Mariana, a professional photographer trained by Ansel Adams, walked the length of the wall on her side to determine where the wall had crumbled. She noticed for the first time how carefully the wall had been constructed and what a beautiful structure it was.

When she learned that dry stone walls, built by farmers to clear their fields of stones, were meeting the same sad fate as family farms, she traveled the world extensively to see them for herself. She was determined to photograph as many as she could.

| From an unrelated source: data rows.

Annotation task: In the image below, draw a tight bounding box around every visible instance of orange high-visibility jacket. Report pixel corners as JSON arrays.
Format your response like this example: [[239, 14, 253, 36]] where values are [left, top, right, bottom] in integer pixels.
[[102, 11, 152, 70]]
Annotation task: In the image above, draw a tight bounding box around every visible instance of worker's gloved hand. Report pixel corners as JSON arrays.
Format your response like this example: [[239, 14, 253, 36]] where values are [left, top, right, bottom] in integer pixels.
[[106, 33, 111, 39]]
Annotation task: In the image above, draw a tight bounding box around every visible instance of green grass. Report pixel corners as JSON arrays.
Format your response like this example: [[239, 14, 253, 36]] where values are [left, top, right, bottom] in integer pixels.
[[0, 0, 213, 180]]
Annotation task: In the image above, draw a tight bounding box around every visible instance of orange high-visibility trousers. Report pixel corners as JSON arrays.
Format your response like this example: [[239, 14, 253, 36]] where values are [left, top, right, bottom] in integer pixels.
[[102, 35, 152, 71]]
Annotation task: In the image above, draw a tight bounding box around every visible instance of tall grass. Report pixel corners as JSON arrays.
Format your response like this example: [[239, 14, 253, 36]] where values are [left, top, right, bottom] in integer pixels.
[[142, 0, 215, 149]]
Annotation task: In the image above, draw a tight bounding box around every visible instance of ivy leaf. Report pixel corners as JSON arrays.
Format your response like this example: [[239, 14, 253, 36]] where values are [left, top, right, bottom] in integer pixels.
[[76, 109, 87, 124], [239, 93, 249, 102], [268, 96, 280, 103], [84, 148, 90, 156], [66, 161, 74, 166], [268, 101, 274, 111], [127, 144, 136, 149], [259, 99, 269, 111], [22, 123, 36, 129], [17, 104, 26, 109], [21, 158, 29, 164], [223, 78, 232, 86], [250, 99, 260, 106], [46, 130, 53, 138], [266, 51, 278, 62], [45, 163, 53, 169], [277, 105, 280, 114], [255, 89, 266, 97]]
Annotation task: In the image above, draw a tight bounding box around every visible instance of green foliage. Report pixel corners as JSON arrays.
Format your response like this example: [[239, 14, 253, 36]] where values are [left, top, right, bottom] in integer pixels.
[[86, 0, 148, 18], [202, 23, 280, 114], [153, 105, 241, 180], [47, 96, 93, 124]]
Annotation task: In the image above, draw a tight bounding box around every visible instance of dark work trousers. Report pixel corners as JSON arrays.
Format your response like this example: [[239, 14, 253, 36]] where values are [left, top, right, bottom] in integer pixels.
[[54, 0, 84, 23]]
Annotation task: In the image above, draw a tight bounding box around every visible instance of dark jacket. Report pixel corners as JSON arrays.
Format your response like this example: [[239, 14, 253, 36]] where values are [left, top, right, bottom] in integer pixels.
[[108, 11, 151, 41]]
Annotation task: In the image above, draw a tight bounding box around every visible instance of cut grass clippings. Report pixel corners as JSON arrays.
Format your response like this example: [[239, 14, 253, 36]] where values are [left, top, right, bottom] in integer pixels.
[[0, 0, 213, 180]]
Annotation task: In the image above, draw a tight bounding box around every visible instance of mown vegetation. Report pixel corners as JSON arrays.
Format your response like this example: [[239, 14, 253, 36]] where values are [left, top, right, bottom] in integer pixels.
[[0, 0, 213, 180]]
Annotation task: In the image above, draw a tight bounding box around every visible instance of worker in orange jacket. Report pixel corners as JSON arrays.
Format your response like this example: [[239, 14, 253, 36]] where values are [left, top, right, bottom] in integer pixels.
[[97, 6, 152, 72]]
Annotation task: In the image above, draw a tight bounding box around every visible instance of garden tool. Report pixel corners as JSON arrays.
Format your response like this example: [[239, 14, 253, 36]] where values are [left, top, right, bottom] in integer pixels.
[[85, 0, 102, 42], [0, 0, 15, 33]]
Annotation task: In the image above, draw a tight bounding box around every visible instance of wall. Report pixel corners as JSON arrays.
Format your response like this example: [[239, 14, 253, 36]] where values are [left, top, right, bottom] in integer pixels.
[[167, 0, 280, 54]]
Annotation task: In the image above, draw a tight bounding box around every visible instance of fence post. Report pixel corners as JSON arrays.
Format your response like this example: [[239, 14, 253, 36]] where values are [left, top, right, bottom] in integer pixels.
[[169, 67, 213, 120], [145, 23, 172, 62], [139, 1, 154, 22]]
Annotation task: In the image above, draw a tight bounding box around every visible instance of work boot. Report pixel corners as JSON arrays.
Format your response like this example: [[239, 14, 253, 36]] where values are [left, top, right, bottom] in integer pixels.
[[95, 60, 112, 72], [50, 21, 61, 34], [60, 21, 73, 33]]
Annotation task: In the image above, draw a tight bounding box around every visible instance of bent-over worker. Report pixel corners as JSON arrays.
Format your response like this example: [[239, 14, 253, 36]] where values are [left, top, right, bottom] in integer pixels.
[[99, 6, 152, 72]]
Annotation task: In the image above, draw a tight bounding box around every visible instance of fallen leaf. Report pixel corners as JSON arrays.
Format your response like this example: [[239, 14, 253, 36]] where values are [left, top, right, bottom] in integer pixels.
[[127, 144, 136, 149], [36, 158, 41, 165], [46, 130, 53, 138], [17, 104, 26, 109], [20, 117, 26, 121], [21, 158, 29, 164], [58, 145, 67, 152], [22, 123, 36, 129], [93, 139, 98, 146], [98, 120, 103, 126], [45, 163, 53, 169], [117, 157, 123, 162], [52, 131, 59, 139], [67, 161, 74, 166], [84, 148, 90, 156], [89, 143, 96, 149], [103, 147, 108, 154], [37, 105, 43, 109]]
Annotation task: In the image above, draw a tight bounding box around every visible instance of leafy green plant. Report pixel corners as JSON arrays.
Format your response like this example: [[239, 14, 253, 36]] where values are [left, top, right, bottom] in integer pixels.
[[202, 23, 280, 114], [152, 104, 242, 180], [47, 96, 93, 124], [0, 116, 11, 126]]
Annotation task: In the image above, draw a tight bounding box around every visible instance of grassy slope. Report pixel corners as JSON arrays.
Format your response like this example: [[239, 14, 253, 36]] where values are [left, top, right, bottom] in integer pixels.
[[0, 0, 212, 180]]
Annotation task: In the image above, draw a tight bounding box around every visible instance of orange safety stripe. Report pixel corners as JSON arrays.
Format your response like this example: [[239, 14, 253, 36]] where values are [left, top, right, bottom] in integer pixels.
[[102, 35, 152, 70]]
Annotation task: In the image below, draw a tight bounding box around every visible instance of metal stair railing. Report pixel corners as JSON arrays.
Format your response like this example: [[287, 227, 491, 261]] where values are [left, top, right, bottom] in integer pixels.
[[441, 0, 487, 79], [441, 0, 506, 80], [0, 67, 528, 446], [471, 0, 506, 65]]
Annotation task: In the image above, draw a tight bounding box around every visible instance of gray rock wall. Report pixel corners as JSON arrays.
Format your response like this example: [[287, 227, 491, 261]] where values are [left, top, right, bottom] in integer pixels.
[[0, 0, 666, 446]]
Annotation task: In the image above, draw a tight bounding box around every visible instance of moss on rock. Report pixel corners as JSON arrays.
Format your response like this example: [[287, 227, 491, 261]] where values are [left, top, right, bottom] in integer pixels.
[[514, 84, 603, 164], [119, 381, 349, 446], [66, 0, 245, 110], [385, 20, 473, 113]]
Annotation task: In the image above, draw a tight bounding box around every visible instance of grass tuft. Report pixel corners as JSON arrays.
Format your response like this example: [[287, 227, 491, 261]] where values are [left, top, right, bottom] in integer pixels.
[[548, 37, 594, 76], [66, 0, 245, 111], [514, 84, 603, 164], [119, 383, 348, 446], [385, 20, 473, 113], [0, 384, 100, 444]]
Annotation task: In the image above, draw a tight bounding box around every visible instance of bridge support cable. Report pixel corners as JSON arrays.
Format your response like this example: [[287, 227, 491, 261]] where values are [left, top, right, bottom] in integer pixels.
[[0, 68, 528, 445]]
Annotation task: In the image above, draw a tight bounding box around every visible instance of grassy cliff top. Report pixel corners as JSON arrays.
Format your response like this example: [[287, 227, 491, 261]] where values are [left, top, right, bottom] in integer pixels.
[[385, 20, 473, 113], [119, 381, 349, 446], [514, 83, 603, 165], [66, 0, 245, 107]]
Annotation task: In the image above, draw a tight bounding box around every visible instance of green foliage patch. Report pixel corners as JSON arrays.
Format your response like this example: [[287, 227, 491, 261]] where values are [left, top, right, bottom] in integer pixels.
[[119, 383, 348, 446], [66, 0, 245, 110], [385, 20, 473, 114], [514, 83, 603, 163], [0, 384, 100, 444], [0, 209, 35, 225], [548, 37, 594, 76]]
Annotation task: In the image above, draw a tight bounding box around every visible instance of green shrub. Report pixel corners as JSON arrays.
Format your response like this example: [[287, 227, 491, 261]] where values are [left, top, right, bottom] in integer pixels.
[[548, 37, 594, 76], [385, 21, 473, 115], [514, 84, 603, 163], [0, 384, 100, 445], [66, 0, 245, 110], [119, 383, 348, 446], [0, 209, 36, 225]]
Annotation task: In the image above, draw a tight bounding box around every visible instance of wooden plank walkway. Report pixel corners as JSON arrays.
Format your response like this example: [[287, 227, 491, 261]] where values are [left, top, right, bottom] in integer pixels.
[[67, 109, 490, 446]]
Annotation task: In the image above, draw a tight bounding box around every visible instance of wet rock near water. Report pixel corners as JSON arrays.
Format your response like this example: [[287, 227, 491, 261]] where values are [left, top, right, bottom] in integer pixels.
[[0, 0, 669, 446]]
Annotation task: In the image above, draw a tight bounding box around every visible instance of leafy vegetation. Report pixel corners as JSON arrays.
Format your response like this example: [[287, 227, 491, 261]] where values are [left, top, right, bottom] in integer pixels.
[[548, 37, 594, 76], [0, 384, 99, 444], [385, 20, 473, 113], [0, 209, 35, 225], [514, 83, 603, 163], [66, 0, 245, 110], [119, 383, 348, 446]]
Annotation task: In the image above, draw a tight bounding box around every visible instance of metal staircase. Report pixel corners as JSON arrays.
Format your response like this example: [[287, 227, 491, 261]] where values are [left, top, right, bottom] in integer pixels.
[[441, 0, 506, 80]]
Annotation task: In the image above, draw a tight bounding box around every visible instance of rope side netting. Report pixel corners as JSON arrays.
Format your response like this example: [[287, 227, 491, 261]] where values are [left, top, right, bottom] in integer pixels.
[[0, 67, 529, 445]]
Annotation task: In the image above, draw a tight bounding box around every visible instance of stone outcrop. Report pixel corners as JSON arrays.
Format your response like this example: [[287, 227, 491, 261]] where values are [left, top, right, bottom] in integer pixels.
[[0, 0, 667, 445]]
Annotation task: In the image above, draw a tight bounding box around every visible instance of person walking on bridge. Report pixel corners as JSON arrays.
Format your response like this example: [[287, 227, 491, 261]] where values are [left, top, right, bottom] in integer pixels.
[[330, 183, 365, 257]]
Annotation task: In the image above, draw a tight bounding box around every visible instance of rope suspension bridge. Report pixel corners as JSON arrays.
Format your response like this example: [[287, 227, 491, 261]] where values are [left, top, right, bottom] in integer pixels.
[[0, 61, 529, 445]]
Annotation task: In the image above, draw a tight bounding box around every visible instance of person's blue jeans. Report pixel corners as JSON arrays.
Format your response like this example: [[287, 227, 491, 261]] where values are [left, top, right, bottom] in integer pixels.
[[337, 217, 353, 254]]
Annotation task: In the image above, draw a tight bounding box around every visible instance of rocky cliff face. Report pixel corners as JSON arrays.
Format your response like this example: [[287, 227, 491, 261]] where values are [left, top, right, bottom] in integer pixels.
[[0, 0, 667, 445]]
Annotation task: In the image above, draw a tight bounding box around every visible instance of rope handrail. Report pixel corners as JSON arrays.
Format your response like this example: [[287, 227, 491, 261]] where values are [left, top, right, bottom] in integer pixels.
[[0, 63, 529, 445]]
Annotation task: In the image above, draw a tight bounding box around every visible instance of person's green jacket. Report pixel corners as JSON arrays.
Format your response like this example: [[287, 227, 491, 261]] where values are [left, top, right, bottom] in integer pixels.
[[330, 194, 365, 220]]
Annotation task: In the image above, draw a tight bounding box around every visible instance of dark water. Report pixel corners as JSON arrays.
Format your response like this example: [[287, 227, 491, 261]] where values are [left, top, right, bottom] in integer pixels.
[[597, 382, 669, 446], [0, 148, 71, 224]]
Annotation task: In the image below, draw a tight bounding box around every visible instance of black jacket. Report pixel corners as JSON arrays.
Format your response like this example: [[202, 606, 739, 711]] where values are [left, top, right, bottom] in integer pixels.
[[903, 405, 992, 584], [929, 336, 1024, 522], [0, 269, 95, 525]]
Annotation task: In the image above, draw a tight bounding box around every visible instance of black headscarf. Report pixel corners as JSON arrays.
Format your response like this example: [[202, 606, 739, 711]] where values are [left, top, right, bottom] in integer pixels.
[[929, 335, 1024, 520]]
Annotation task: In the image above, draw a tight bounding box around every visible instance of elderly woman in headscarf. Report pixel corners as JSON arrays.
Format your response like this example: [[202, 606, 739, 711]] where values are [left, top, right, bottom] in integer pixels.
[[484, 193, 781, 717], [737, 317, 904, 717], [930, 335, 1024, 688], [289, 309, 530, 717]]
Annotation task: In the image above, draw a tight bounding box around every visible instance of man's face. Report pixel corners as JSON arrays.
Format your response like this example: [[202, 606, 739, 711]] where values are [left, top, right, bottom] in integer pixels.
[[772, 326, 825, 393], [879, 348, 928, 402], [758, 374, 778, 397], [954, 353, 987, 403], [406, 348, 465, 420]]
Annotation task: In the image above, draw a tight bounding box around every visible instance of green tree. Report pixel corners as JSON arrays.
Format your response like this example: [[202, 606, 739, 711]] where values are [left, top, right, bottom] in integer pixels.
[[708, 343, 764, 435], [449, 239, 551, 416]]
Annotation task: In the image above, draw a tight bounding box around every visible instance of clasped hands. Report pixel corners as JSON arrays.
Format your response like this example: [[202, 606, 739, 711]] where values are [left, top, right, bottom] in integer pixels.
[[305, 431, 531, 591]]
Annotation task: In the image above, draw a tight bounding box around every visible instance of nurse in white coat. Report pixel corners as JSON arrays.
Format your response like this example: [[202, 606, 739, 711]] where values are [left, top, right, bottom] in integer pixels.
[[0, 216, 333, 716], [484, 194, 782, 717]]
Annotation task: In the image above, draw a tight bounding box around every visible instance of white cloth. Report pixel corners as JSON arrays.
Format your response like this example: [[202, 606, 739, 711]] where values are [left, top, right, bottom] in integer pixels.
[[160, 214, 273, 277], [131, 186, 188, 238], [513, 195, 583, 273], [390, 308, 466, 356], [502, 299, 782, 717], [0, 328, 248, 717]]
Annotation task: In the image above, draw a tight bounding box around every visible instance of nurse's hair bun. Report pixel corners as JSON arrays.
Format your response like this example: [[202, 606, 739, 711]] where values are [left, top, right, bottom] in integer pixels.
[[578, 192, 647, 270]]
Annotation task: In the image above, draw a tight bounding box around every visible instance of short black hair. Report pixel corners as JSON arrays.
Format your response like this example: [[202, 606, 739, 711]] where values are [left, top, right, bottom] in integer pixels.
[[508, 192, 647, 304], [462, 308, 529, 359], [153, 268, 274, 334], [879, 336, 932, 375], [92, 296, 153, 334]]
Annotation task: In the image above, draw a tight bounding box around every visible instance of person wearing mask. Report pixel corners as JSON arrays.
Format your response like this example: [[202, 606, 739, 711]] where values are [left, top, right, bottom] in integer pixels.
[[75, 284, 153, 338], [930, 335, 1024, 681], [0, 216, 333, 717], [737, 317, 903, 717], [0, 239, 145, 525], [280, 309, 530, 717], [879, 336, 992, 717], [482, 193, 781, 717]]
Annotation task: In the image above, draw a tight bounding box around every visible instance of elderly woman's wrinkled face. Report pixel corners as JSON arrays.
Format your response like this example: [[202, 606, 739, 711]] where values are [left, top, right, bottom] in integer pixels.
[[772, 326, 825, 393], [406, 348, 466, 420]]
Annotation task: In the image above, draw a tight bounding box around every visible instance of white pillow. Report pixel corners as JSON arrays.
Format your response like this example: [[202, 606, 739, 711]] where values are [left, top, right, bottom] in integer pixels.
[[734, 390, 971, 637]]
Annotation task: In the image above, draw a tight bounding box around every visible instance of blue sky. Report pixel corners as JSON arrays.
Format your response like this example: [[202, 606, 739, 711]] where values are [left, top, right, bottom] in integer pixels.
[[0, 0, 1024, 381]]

On the Shetland Islands, dry stone walls made without mortar have been in existence for thousands of years. The walls on the island are called “lace” walls because of the large spaces between the stones.* 

To Mariana many of the “lace” walls looked precarious, much like Dad’s neighbor’s dilapidated barn looked to me.

How could a wall remain standing when there was so much space between the stones? 

What do you think?**
 *To those of you who need to see the wall for yourself: 1. Find the book, Stone Walls, Personal Boundaries by Mariana Cook and look at page 94.
2. Google: “Stone Walls Shetland Islands,” then click on “For the Love of Walls” article and scroll down to the fifth picture.


**This blog is designed as a read only blog.
I will be asking questions a psychoanalyst might ask if you were lying on her couch.

An analyst expects you to contemplate what you think, feel, and  know in order to develop personal knowledge of your internal world. 

Contemplation by its very nature slows things down.
“Contemplation is always a revolutionary act. It subverts the daily tedium and searches for the kernel of  meaning hidden at the center of each thing,” Beverly Lanzentta*** writes in Radical Wisdom (2005).

While you are interacting with this blog, see if you can have the
experience of contemplative space.

I am curious what you will learn from this process. If there is something you would like to share with me, feel free to email me. 
***Beverly Lanzentta was cited by Christine Valters Paintner in the Artists’s Rule (2011). Christine is the online abbess of www.AbbeyoftheArts.com.